The other 400 families, who are up for resettlement, will move from Bulambuli, Sironko, Manafwa and Namisindwa, the other districts located on the slopes of Mt Elgon.

Prime Minister Ruhakana Rugunda says the government’s plan is to relocate 100,000 people who either have been displaced by natural disasters or live in landslide and mudslide-prone areas.

Displaced before 2018

The current plans by the Prime Minister’s office mean that the government will only afford to relocate people displaced before 2018, since the numbers provided by the International Displacement Unit are for the period up to December 31, 2017.

But people from the Rwenzoris and parts of Mt Elgon that have not yet suffered landslides but are prone and those in the Muhabura ranges, are also earmarked for resettlement.

Ms Nandutu expected to be among those who were to be relocated to Bulambuli District. But not only has she missed out on official government relief, she might also have to continue living in tent near where her home used to be.

She says the plastic tent was donated to her by a Good Samaritan, who visited her village after the mudslides.

She also has look after the children of her brother John Kuloba, who died when their house was swept away. Ms Nandutu now has five children, including one of hers.

Relief and relocation

Ms Nandutu says she was told by government officials registering people for relocation that those living too close to the River Tsuume were doing so illegally and would therefore miss out on relief and relocation.

According to Uganda’s National Wetland Regulations, no activity is permitted within 30 metres of small rivers like Tsuume. As a result of this law, she and several neighbours living close to the riverbank say they have been told it is their fault they were affected by the mudslide.

But Joseph Maboni, another survivor, whose 90-year-old mother broke a leg during the October 2018 mudslides, says he has been registered to relocate to Bulambuli.

Just like Ms Nandutu, Mr Maboni lives less than 30 metres from the riverbank. But he says he was registered for relocation and that he had only been criticised for living too close to the river when he was being denied food relief for mudslide victims.

bukalasi

Residents look on at damage caused after a river burst its banks in the eastern town of Bukalasi, in Uganda's Bududa district. The district in the foothills of Mount Elgon is a high risk area for landslides. PHOTO | UGANDA RED CROSS | AFP

But Martin Owor, Commissioner for Refugees and Disaster Preparedness, disputes both Mr Maboni’s and Ms Nandutu’s tales, saying that those who have been left behind in the first round will be relocated in the other phases in the lifespan of the ten-year programme.

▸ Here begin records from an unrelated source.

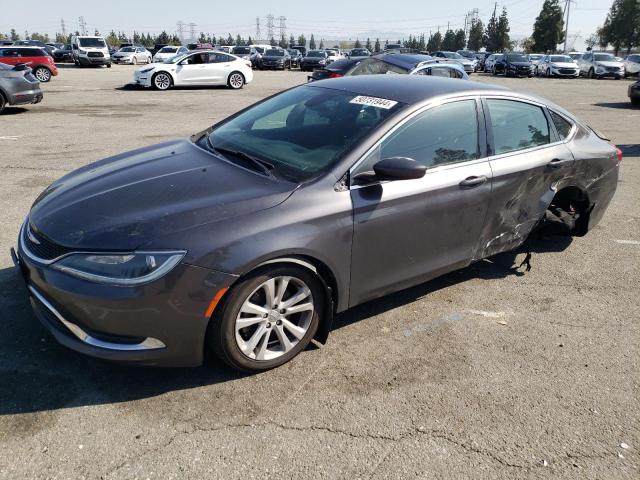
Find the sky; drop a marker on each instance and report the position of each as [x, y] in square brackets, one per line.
[329, 19]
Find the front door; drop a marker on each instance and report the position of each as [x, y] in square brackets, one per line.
[408, 231]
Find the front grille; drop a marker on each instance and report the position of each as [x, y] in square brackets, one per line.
[42, 247]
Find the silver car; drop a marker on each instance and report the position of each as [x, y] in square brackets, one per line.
[18, 86]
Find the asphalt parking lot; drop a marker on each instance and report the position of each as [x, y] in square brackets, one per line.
[487, 372]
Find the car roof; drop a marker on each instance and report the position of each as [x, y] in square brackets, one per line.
[404, 60]
[405, 88]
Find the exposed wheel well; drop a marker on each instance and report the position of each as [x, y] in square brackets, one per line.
[574, 202]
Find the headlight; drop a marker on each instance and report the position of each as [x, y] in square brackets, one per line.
[128, 269]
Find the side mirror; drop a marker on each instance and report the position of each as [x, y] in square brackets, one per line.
[399, 168]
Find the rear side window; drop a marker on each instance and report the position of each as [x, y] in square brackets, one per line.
[441, 135]
[563, 126]
[517, 125]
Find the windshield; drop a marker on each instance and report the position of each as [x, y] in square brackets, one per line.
[516, 57]
[91, 42]
[303, 131]
[561, 59]
[604, 57]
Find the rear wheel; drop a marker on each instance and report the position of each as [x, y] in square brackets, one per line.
[267, 319]
[236, 80]
[43, 74]
[161, 81]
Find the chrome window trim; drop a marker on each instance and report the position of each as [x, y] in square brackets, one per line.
[530, 149]
[148, 343]
[424, 108]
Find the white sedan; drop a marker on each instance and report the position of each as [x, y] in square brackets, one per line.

Asked whether the government had underestimated the number of people who need relocation, Mr Owor says no, adding that the 100,000 estimate by government is appropriate.

In the meantime, experts say that it would help people like Ms Nandutu if the government, having failed to plan for their relocation, would pay attention to initiatives intended to improve the stability of soils in landslide-prone areas.

Restoration of ecosystems

In 2010, the government received a sustainable land management (SLM) loan of Ush893.9 billion ($245 million) to help the restoration of ecosystems in different parts of Uganda, especially in areas like Mount Elgon and the Muhabura mountain range, where landslides had occurred causing death and destruction.

Bududa District chairman Wilson Watira says implementation of the programme only took place in four of its 377 villages.

Even where it was implemented, Solomon Kalema, spokesman of the Ministry of Agriculture which was implementing the programme, says it had minimal impact.

Mr Kalema says that the SLM programme was most effective in areas around the Muhabura ranges, because people there had been terracing their land, so reintroduction to this practice, which is also common across the border in Rwanda, was easier.

According Dr Vettes Kalema, who implemented SLM in the Muhabura ranges, terracing and growing appropriate trees in the terrace boundaries reduces the occurrence of landslides.